Monday, January 6, 2014

Resolved: To Stop Making Writing Resolutions

Happy new year! With the first January post of the year comes the near-obligatory charge to address the making of new year's resolutions. I'm not going to do it. Why? Because this year, instead of resolutions, I'm concentrating on a different "r" word--routines.

In my experience, resolutions, no matter how well meant, don't really change anything substantial.In fact, unless they're written down and posted somewhere prominent, they're often forgotten by Valentine's Day.

Routines do change things. Routines are like taking resolutions and giving them hands and feet. Routines lift resolutions up off the couch and shoo them out into the world to do their work.

Here's what I mean.

Resolution: I resolve to receive a publishing contract for my novel this year.

Really? Unless I choose to self-publish, that goal is out of my control. I can't make a publisher offer me a contract, any more than I can make them pluck my manuscript out of the slush pile and read it in the first place. But what I can do is make sure the novel is constantly in circulation, constantly in motion, constantly landing on someone's desk.

Routine: I will take action every week/month/quarter to give my fiction proposal the best chance of being seen by the right publishers. That's something I can do. I can research publishers and narrow down what they're looking for. I can craft and polish my query letter and proposal until they sparkle. I can work with my agent to make sure the proposal is being sent to the right pairs of eyeballs. I can set appointments to meet with editors at writing conferences. While I can't make the proverbial horse lean down and take a sip, I can do plenty of things to lead him to water and make that water look mighty appealing and thirst-quenching to a thirsty horse.

Here's another example:

Resolution: I will finish writing my second novel.

The problem with this resolution is that, not only is it vague (what constitutes "done," anyway? So many words written, no matter how rough? Polished and shined to perfection?), but I won't know for months whether it's a realistic aim. By December 2014 when I look back and say "I did it" or "I didn't do it," it's too late to make any necessary mid-course corrections. However, if I recast it . . .

Routine: I will write at least 500 (or 1000 or 250) words a day on my novel.

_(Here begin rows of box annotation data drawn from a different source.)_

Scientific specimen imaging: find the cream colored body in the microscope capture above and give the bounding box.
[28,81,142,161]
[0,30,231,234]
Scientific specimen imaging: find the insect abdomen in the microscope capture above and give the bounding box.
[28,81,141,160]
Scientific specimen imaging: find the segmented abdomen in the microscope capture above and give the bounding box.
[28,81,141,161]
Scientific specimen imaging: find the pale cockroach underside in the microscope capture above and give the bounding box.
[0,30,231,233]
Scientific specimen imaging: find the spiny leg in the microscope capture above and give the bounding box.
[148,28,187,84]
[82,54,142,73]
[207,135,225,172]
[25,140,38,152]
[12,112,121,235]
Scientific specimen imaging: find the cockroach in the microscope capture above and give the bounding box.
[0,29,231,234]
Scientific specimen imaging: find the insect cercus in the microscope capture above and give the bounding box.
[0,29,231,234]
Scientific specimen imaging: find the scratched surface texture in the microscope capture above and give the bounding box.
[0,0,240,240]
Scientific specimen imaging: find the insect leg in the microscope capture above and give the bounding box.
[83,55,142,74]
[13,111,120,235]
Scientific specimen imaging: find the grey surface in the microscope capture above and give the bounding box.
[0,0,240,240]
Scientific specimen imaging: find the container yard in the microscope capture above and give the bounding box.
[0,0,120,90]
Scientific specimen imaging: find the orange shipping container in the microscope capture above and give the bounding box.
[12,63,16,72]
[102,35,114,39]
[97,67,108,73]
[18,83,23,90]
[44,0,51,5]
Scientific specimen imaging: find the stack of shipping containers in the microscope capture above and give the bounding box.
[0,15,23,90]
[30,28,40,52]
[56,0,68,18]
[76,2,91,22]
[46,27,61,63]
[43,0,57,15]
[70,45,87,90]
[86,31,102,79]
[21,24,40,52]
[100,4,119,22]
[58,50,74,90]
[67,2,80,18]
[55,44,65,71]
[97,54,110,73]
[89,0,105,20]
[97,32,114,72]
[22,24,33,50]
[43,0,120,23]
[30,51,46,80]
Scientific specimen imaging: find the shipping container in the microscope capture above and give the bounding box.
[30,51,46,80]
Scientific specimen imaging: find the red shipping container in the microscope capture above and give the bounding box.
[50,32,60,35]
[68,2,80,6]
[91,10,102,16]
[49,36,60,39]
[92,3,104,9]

That's a goal I can control. When evening falls, either I've done it or I haven't. The result may be a finished novel, or it may turn out to be a darn good start. Either way, the routine of writing X number of words a day is in my control, even when the result is not.

When it comes to your writing, do you tend to make resolutions or set routines (or both, or neither)? How will you keep your productivity high in 2014?


Mary Jane Honegger said...

I think your resoluciton to write so many words a day is write on! (Pun intended.) My problem is letting life interfere. I remember reading that Jack London wrote a set number of words each day whether sick, traveling or having company visit. He would stay locked in his rooms and tell his guests to enjoy themselves until he was done with his writing. That is my resolution this year. Good luck to all you writers out there in 2014!

Elizabeth S. Brinton said...

Great advice Jenny, and you will achieve your goal. Thank you for inspiring me today. I have a new plan of getting through ten pages of revision a day. I'm at the half way mark, and so by June, I plan to be done, DONE, and on to the next book. While I do not know what that is yet, I will have a plan in place. This is the first year that my resolutions have nothing to do with food!